Frage an Hans-Joachim Otto von Martin K. bezüglich Kultur
Guten Tag.
Als Vorsitzenden des Ausschusses für Kultur und Medien möchte ich sie um eine Stellungnahme zu aktuellen Entwicklungen im Bereich des Urheberrechts bitten: Derzeit gibt es auf EU-Ebene Bestrebungen, das "französische Modell" für die Verfolgung von Tauschbörsen-Benutzern durchzusetzen, welche urheberrechtlich geschütztes Material verbreiten.
Dieses Modell sieht vor, dass die Unterhaltungsindustrie über die Provider eine Verwarnung der Benutzer und letztlich auch Sperrung deren Internetzugänge erwirken kann. Darüber hinaus soll durch ein zentrales Register die Wiedererlangung eines neuen Zugangs bei einem anderen Provider verhindert werden.
Ich halte dies für einen unglaublichen Vorgang, der alle rechtsstaatlichen und datenschutzrechtlichen Grundsätze untergräbt. Selbst das "abgemilderte" "deutsche Modell", das neben Verwarnungen "nur" eine Bandbreitendrosselung vorsieht, steht dem in keinem Aspekt nach. Hier tritt massivste Lobby-Hörigkeit (oder gar Korruption? Anders kann ich mir derartige Bestrebungen nicht erklären.) zutage, welche der Politikverdrossenheit in diesem Lande erheblichen Vorschub leisten wird. Bei der ersten Abstimmung im EU-Parlament erlitt der Antrag eine Niederlage, es wird aber weiter an einer solchen Gesetzgebung gearbeitet.
Ihre Partei hat sich zu den Themen der Vorratsdatenspeicherung und des Datenschutzes immer als Partei der Bürgerrechte positioniert, was sich auch im Abstimmungsverhalten widergespiegelt hat. Um so sprachloser war ich, dass eben diese Partei vehemment dieses Modelle auf EU-Ebene und auch hierzulande bei der x-ten Novelle des Urheberrechts unterstützt und dem Antrag zugestimmt hat!
Sollte dies die offizielle Position des FDP sein, wäre sie für mich bis auf weiteres unwählbar.

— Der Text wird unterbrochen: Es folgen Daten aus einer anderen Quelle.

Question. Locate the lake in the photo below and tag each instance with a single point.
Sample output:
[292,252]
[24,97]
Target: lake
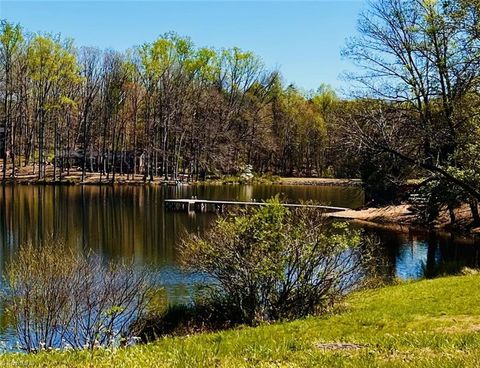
[131,222]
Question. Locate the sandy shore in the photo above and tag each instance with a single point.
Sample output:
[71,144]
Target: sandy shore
[403,215]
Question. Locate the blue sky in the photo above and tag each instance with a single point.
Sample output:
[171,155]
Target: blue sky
[301,38]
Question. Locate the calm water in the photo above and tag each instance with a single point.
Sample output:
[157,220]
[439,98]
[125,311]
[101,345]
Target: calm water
[131,222]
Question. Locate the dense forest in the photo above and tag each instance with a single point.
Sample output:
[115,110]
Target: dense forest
[163,109]
[169,109]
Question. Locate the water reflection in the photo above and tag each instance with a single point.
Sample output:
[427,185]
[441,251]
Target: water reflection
[131,222]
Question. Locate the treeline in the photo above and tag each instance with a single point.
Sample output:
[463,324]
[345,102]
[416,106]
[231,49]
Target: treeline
[165,109]
[418,105]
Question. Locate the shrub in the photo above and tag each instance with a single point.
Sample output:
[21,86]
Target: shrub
[59,298]
[275,263]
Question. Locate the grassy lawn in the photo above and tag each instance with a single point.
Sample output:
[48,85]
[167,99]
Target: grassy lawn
[431,323]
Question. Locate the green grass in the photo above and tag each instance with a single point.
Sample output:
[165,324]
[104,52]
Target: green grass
[431,323]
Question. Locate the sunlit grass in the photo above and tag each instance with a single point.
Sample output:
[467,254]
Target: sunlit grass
[431,323]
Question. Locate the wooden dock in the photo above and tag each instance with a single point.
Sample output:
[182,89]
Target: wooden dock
[205,205]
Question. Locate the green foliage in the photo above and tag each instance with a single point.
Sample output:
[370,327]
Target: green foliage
[274,263]
[428,324]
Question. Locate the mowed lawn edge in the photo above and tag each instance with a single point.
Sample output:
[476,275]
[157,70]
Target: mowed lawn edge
[429,323]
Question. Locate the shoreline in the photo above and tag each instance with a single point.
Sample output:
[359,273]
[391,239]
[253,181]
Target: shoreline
[25,176]
[402,218]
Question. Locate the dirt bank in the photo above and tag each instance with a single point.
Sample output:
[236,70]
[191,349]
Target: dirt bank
[405,216]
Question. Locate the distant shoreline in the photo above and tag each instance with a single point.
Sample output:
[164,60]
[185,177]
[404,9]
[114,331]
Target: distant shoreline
[25,176]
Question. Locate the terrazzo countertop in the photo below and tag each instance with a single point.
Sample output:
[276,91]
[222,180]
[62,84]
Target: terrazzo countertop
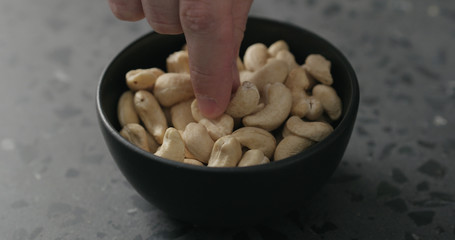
[396,180]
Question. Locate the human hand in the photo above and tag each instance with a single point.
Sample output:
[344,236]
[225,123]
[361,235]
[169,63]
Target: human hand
[213,30]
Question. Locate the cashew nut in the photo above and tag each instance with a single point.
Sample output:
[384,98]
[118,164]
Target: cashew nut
[178,62]
[198,141]
[181,114]
[319,67]
[240,65]
[218,127]
[315,131]
[245,75]
[255,56]
[125,109]
[135,134]
[305,106]
[298,81]
[329,99]
[172,88]
[153,145]
[253,157]
[256,138]
[151,114]
[289,58]
[273,71]
[245,101]
[173,147]
[277,108]
[291,145]
[193,162]
[226,152]
[277,46]
[142,78]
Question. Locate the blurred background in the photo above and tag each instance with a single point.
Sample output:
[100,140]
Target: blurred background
[396,180]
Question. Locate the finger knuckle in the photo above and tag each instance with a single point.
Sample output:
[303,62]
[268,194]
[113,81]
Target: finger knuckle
[196,16]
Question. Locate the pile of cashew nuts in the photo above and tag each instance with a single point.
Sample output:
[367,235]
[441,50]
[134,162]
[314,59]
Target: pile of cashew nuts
[280,109]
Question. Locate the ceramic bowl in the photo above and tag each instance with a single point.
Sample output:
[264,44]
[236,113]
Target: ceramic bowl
[227,196]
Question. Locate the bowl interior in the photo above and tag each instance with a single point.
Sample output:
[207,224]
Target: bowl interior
[227,196]
[152,50]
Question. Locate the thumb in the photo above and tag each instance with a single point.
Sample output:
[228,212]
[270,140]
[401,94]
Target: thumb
[209,32]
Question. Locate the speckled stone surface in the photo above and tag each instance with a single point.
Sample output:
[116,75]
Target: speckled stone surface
[396,180]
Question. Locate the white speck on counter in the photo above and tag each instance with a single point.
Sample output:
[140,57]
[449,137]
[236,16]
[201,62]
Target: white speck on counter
[8,144]
[132,211]
[61,75]
[439,121]
[38,176]
[433,11]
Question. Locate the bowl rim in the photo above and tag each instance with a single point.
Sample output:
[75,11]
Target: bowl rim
[349,114]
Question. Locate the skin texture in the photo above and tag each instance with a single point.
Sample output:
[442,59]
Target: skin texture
[213,32]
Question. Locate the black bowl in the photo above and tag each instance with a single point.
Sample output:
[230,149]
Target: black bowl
[227,196]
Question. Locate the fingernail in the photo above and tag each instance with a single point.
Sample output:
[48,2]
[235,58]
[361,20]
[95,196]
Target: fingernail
[208,106]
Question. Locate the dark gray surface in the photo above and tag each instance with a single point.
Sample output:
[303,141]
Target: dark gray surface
[396,181]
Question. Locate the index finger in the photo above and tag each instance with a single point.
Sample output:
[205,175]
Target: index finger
[209,32]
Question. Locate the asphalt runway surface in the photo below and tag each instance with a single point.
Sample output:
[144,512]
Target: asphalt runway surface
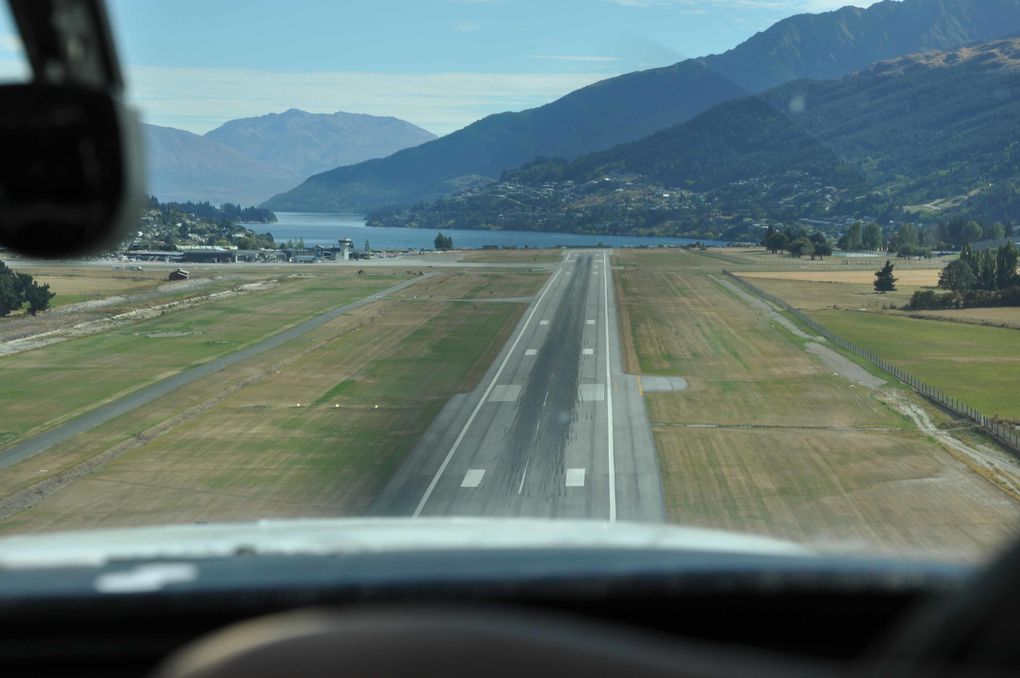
[555,428]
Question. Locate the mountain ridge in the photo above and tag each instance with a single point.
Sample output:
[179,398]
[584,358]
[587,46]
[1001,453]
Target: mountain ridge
[657,97]
[935,127]
[248,160]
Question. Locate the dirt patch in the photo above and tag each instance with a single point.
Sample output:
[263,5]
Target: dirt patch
[768,309]
[845,367]
[107,323]
[920,278]
[662,384]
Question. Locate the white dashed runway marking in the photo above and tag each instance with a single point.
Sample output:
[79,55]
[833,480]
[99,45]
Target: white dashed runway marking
[505,394]
[472,478]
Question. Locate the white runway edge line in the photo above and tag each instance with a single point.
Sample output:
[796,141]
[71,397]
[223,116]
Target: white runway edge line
[485,399]
[609,396]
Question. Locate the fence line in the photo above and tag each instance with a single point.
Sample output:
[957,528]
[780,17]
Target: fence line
[1002,431]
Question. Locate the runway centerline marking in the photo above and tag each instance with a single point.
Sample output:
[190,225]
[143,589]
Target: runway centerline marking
[609,398]
[482,400]
[575,478]
[505,394]
[472,478]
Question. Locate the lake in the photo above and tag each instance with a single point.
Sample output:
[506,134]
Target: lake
[325,228]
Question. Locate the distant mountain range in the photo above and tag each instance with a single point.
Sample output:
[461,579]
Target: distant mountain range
[936,131]
[628,107]
[251,159]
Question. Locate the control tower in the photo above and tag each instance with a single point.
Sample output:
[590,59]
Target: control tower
[346,248]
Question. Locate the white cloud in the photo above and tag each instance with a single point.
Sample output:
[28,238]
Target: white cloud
[789,5]
[200,99]
[579,58]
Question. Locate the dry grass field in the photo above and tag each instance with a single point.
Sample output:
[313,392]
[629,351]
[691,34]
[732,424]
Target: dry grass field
[909,277]
[314,431]
[473,283]
[769,440]
[43,387]
[512,256]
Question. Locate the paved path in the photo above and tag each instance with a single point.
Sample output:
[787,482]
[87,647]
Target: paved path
[31,447]
[555,428]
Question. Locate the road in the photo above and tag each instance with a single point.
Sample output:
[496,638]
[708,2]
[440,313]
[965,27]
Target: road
[33,446]
[556,428]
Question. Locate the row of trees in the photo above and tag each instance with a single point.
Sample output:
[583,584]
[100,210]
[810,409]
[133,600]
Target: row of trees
[798,243]
[862,238]
[908,240]
[16,290]
[989,269]
[443,243]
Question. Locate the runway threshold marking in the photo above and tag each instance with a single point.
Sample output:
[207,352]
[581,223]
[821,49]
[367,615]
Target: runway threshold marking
[575,478]
[505,394]
[472,478]
[609,397]
[483,399]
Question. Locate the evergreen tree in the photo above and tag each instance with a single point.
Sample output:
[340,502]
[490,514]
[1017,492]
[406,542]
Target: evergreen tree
[884,280]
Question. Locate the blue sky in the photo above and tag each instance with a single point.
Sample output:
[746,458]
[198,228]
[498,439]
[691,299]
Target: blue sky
[442,64]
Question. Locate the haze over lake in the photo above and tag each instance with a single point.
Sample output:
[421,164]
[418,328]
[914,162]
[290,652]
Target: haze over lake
[324,228]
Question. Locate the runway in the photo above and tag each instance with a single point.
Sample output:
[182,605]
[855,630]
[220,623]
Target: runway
[556,428]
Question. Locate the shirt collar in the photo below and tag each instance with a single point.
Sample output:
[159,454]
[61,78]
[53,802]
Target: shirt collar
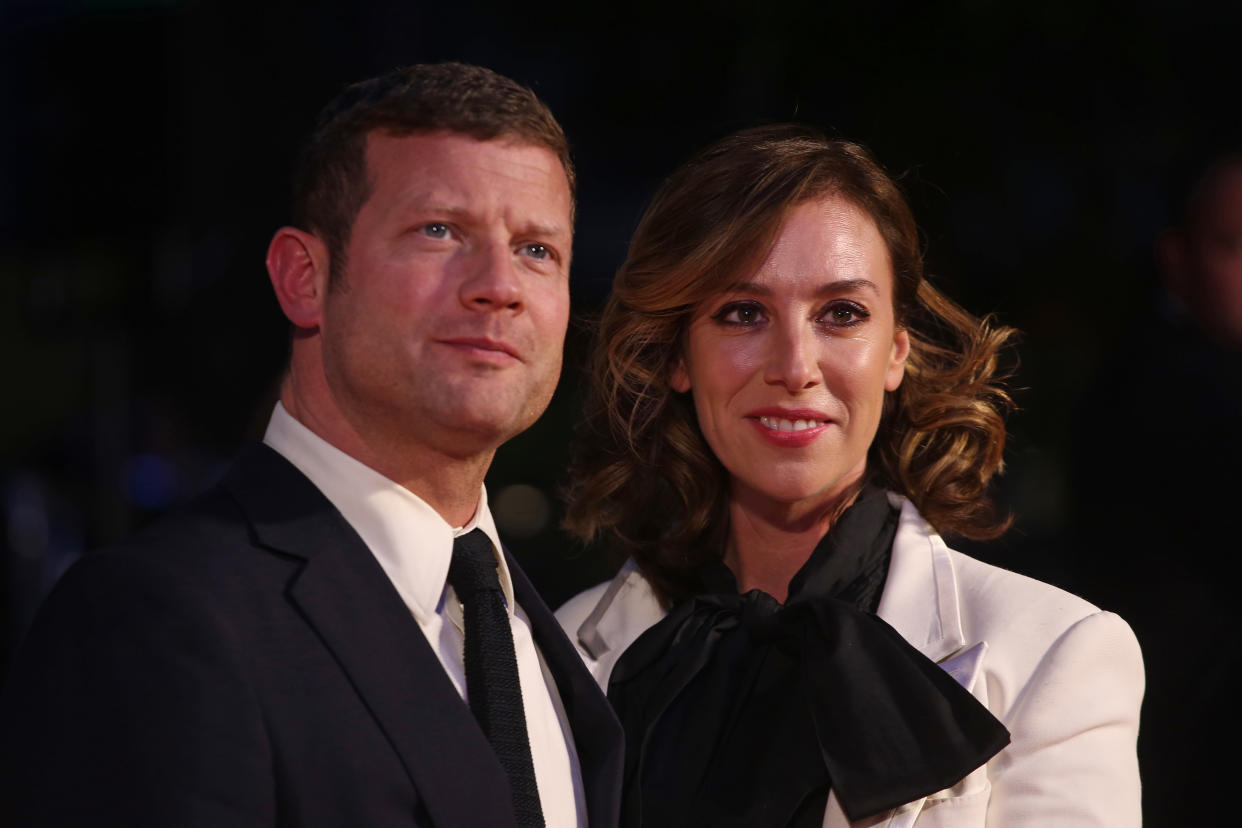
[409,539]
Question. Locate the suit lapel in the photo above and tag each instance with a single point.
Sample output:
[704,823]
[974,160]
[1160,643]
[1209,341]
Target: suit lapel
[920,570]
[596,730]
[357,612]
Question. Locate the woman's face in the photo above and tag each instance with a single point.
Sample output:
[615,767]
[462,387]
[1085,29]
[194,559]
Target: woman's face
[789,369]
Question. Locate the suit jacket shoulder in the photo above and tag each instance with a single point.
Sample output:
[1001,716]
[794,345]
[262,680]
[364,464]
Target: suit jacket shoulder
[1065,677]
[246,662]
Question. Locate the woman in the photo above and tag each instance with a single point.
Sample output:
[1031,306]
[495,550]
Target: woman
[784,416]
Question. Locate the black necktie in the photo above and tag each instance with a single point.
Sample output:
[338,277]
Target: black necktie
[492,669]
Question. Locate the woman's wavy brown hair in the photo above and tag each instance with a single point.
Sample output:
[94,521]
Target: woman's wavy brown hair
[642,471]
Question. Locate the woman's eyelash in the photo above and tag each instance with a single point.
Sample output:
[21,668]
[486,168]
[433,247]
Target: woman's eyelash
[739,313]
[857,313]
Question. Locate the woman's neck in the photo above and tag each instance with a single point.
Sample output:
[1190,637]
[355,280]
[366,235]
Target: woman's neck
[770,541]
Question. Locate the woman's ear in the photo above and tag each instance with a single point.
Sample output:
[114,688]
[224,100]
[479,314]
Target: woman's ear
[679,379]
[297,265]
[897,360]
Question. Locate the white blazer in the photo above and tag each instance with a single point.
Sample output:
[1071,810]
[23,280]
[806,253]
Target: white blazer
[1062,675]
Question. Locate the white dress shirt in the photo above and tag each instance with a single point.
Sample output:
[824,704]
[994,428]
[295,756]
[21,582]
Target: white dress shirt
[414,545]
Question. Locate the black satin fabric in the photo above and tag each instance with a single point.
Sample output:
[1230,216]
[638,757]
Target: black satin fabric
[742,711]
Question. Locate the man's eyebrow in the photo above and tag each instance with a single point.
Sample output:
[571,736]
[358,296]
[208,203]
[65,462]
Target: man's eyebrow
[532,227]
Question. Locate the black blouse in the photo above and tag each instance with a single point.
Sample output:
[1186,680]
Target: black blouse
[742,711]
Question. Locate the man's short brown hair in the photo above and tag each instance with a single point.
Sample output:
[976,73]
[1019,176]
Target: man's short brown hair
[332,184]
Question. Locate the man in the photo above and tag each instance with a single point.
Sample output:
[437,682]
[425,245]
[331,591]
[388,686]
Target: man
[290,649]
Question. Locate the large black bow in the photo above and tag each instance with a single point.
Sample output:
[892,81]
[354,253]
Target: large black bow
[740,711]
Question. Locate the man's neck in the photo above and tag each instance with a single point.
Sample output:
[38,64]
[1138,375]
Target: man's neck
[450,484]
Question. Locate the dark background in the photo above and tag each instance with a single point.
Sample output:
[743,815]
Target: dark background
[144,155]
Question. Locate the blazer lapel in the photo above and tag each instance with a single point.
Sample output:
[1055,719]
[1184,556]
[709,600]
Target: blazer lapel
[920,595]
[920,601]
[596,730]
[348,600]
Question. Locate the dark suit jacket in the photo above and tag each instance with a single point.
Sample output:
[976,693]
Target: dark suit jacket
[249,663]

Wie sehen Sie diese Entwicklungen und welche Position vertritt Ihre Partei offiziell hierzu?
Vielen Dank.
Sehr geehrter Herr Kartumovic,
vielen Dank für Ihre Frage vom 03.09.08. Lassen Sie mich vorweg bitte folgende Anmerkung machen: Politik in einer Demokratie bedeutet ganz überwiegend, mehrheitsfähige Kompromisse zu finden und umzusetzen. Das mag sich trivial anhören, muß aber gerade in einer sehr emotionsgeladenen Debatte wie der über das Urheberrecht immer wieder betont werden. Die auch von Ihnen vorgebrachte "Politikverdrossenheit" dient mittlerweile so ziemlich jedem - Bürger wie auch Politiker -, um auf ihm unliebsame Entscheidungen loszugehen. Ich halte das weder für zielführend noch für demokratieförderlich.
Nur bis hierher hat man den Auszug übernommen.